De-growth”, the most popular concept of the well-being of societies and the world at large, aka doughnut economics, circular economy, post-capitalism, etc., has become the biggest threat for humanity. Degrowth aims to assure sustainability and prevent environmental degradation, social inequality, and other negative consequences. We will show here that actual outcomes are the opposite! Crucially, we will reveal an alternative way forward.


To start with a disclaimer, we absolutely believe in resource efficiency, i.e. using the least resources to achieve a specific outcome. Every entrepreneur inherently does so, otherwise there would be no profit, no value-added to your fellow human beings.
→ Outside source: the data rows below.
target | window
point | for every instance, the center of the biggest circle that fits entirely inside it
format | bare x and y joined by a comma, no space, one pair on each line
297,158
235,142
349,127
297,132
The underlying fallacy of de-growth lies in a simple, time-tested paradigm. The concept of "comparative advantage" is probably the single most useful notion explaining the big leap in human prosperity of the last 200 years after millennia of stagnation. It explains how the world benefits if every nation concentrates resources on the industries where they have the greatest efficiency of production relative to their own alternative uses of resources. Trade is then the great catalyst of wealth transfer in all directions. The normal procedure in the preceding millennia was relegated to flows from poor to rich countries.


There is a nice mathematical certainty to the concept:

Person A can produce 30 bushels of wheat or 10 barrels of beer.

Person B can produce 10 bushels of wheat or 30 barrels of beer.

--> Both A and B become more prosperous if A only produces wheat (30 bushels) and B only beer (30 barrels) and A sells 15 bushels to B for 15 barrels in return => both get 15w/15b, which is more than each of them can produce by themselves.

It even works if A would have an absolute advantage in both:

Person A improves to 40 bushels of wheat or 40 barrels of beer a year.

--> Both A and B still become more prosperous if A only produces wheat (40 bushels) and B only beer (30 barrels) and A sells 10 bushels to B for 20 barrels in return: A has 30w/20b and B has 10w/10b, again more than each of them can produce by themselves.


Of course, the world is much more complicated, but unfortunately economic theories are often misused to justify more regulation. The huge wealth creation of the era of globalization, 1980-2020, was based on this simple virtuous cycle:

Specifically, outsourcing production to low-cost countries

DM (developed markets) benefit from cheap imports -> more income -> more savings -> more investment -> outsource more, etc.

EM (emerging markets) benefit from increased production -> more income -> more savings -> more investment -> more production, etc.


The results have been impressive over those 40 years:

  • 10x per capita income despite an almost doubling of the population

  • Percentage in absolute poverty down to <10%

  • One third drop of commodity prices in real terms, i.e. commodity abundance

  • End of famine: outside of war zones there are only 2 countries left with <2000 calories per person per day

  • Impact from natural disasters is steadily declining

  • Efficiency gains in farming and resource extraction has led to an expansion of forests by almost 1 million sq mi

  • Democracy wins: the % of democracies vs autocracies has shifted from 25 vs 55% to 55 vs 15%

  • Health gains: life expectancy has grown from 62 to 73 years, the global death rate has dropped from 11 per 1000 people to 8; malaria death rate from 13 per 100,000 people to 8; cancer death from 165 per 100,000 people to 130.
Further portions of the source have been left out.